Main Eco Homes employs 28 people, has $12 million to $15 million in revenue and is profitable, McIver said.
Despite his successes, things haven’t always gone smoothly.
When McIver submitted a plan to the town to build the 66-room Hotel Bridgton with a swimming pool and parking lot on the site of the former Saunders Brothers Dowel Manufacturing dowel mill plus an adjacent lot, he faced stiff opposition from some neighbors. They claimed it did not meet local ordinance standards, including for required setbacks and shoreland zoning. It turned into a four-year disagreement.
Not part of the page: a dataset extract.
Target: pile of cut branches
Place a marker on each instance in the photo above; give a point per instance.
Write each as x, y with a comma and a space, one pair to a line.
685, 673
New signs popped up around town saying “Save Kennard Street,” one of the streets alongside the property. Bridgton’s planning board approved McIver’s application in June 2019, but the opponents quickly filed an appeal to the town, which agreed with the planning board’s decision. They then filed a complaint with Maine’s Superior Court, where the judge affirmed the decisions of the town’s appeals board and planning board in May 2021.
The opponents appealed that decision, sending the case to the Maine Supreme Court, where a judge affirmed the planning board’s approval in January. Town Manager Peabody said that despite vocal opposition, many people in Bridgton did support the project.
McIver acknowledged the delay was stressful, but it ended up with a positive twist.
“If I had been able to open during the pandemic, I would have been in trouble,” he said.
He is facing another difficult situation now. McIver owns a small parcel of land in the middle of town next to Bridgton Books. He has approval to build a commercial structure on it that could house two or three businesses. The lot has been empty for several years, so he decided to put the Music on Maine venue on it to hold free concerts for the community. It has been a big hit with residents.
“It has given Bridgton a shot in the arm and put life into the town,” Pam Ward, co-owner of Bridgton Books, said. “It has pulled the community together.”
Building community is McIver’s top goal, leaving him with the conundrum of whether to build on it or keep the music playing.
“This is not-for-profit and a way to unify the community and bring people downtown,” he said. “This will be a tough decision.”